In Black Library Book Club, I pick Black Library texts pretty much at random that I have encountered in second hand book shops or have grabbed for a bargain online. If anything, I’m more tempted by novelists, novels and characters I’ve not come across before. I enjoy reading them for pleasure and offer here nothing more than an armchair pulp fantasy fiction fan’s casual review:

Heldenhammer
Graham McNeill
(Black Library Publishing, 2008)
Summary:
Sigmar Heldenhammer, the mighty son of King Bjorn of the Unberogens, finds himself forced into leadership of his tribe following family tragedy. A young yet charismatic and mighty warrior, he and his fellow tribesmen - a varied cast of men, women, dwarfs - must face down ravening hordes of Norsii and orcs and goblins from the scarred wastelands to the far North of their territories. And Sigmar, somewhat of an upstart, must convince them all to unite behind his vision of a unified Empire of Men. Heldenhammer, the first in the Sigmar trilogy of novels by Graham McNeill, deals with a time far in the past of the Warhammer Old World. This volume charts Sigmar’s rise to awesome power, his burgeoning desires and ambitions to unite the World of Men against vast hordes of orcs and countless other enemies, and safeguard the fate of humankind for generations to come.
Review:
I’ve read plenty of McNeill’s work over the years, and I’ll admit I do tend to champion him as one of the most consistently readable Black Library authors from the stable of talent they have up their sleeves. His contributions to the eye-wateringly vast Horus Heresy series alone stand out as fine examples of sci-fi novels that I think even a ‘non-fan’ of Warhammer might enjoy, or at least not find too difficult to grasp without knowledge of the lore. I hadn’t, to date, come across much of his work in a Warhammer Old World setting, however, so to encounter Heldenhammer was a particular pleasure.
I tend to find McNeill is eminently able to build credible casts of characters who slot readily into narratives that move along at a decent pace. McNeill couches them in well-encapsulated arcs that aren’t ever shy of making nods to a handful of classical tropes without ever getting baggy. It’s something, sadly, that I’ve found can be a problem occasionally with Black Library texts - some could have fared better as short stories, or novellas, and so on. Incidentally, I wonder how many Black Library novels clock in at almost exactly 400 pages?

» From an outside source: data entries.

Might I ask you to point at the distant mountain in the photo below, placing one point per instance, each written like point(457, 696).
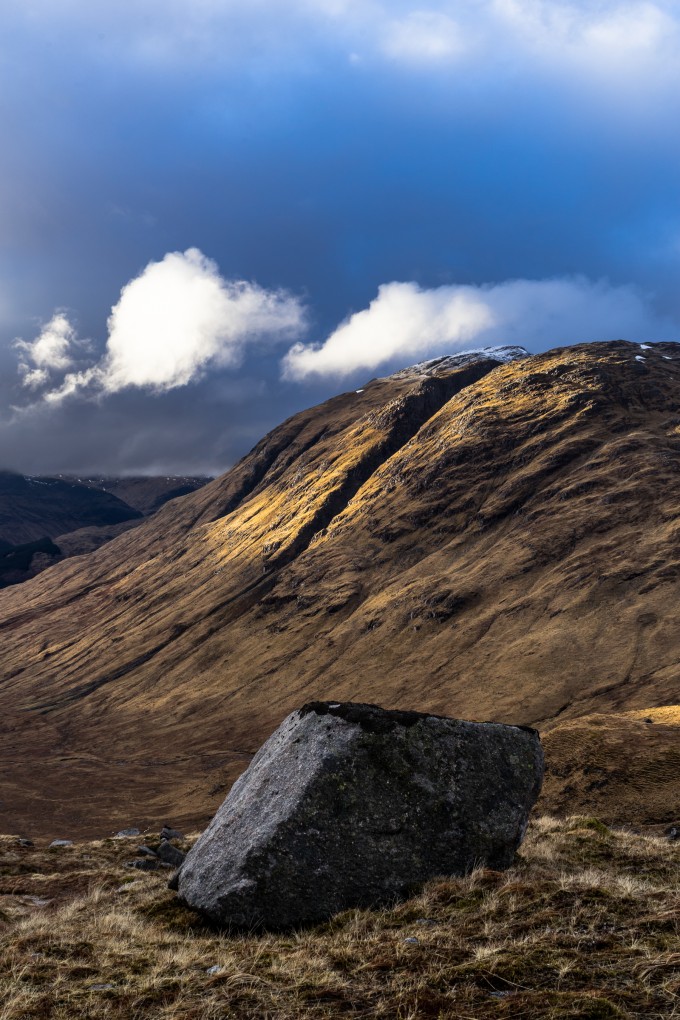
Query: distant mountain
point(147, 494)
point(46, 519)
point(33, 508)
point(480, 539)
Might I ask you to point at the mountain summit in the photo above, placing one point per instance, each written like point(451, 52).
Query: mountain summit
point(492, 540)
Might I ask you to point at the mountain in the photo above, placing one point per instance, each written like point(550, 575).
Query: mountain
point(484, 539)
point(34, 508)
point(147, 493)
point(91, 511)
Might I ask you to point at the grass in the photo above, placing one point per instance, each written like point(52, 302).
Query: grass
point(585, 924)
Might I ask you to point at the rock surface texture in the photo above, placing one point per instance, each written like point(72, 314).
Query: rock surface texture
point(351, 805)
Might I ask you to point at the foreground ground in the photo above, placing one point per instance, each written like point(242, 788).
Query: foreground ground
point(585, 924)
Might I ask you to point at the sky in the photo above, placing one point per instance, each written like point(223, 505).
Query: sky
point(214, 213)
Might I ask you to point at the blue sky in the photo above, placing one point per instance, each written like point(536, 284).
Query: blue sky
point(281, 199)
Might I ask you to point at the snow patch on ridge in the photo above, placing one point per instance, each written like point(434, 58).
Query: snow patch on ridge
point(504, 355)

In Heldenhammer, we are introduced to Sigmar as an idealistic and very much in-love member of his tribe who, according to his father, King Bjoern, still has plenty of growing up to do before he inherits the title. So far, so quasi-Viking fantasy. He’s surrounded by a rich cast of friends with whom he bounces from one skirmish to another, earning stripes smashing serious orc face. Double tragedy occurs, however, which serves as a key juncture in Sigmar’s heroic journey and McNeill guarantees that things rocket on apace from there.
Gerreon, one of Sigmar’s oldest friends and compadres, is quickly set up as an antihero with a grudge to settle. Misguided, he is convinced Sigmar is responsible for one of the aforementioned tragic events that determines much of the course of the narrative. And, if we widen the wedge here, arguably, the course of Old World history. I would say that McNeill’s only swing and miss with this one is that Gerreon’s part in this tale is just not quite neatly and conclusively tidied over by the end. Of course, I’m sure that has something to do with it being a trilogy and the second of the books is hot on the tails of this one, but it just felt the tiniest bit misplaced.
The narrative culminates in an absolutely barnstorming battle against a ravening horde of greenskins, led by their beastly warlord-on-wyvern, and we are treated to a well-justified and detailed beginning for Sigmar who manages somehow to unite a disparate and cantankerous array of tribesmen and women to a common goal. Of particular note was a very well constructed and written quasi-purgatory scene in which we see two key characters meet again and decide on the fate of much of the Old World. An odd comparison, but one I hope you’ll tolerate - I was reminded of Harry Potter meeting Dumbledore in a spiritual Platform 9 ¾, and their deus ex-ish discussion of what has happened, and what could be to come. It slappeth, as I believe the youth are wont to say.
I’m growing to really enjoy the flavour of the ‘Time of Legends’ series, one which I wasn’t aware of until picking up a couple of the titles for this blog. With Heldenhammer, squint, and you have in your hands any title from Bernard Cornwell’s The Saxon Stories. We have warring tribes, we have massive blokes with massive muscles and massive beards, we have drinking halls, we have bosomy barmaids and mighty warrior women. McNeill just goes for a little more pepper in the proverbial pot and gives us dwarfs, orcs, wyverns and some good old fashioned Old World magic to boot. For my money, it’s as close to a Silmarillion-esque foundation mythos text for the Old World as we could have asked for, but without all the elf-song and slightly over-long poetry. I was really, really keen to see what McNeill was going to do with an origin story for a character whose lore I thought could always have been enriched, and I wasn’t disappointed.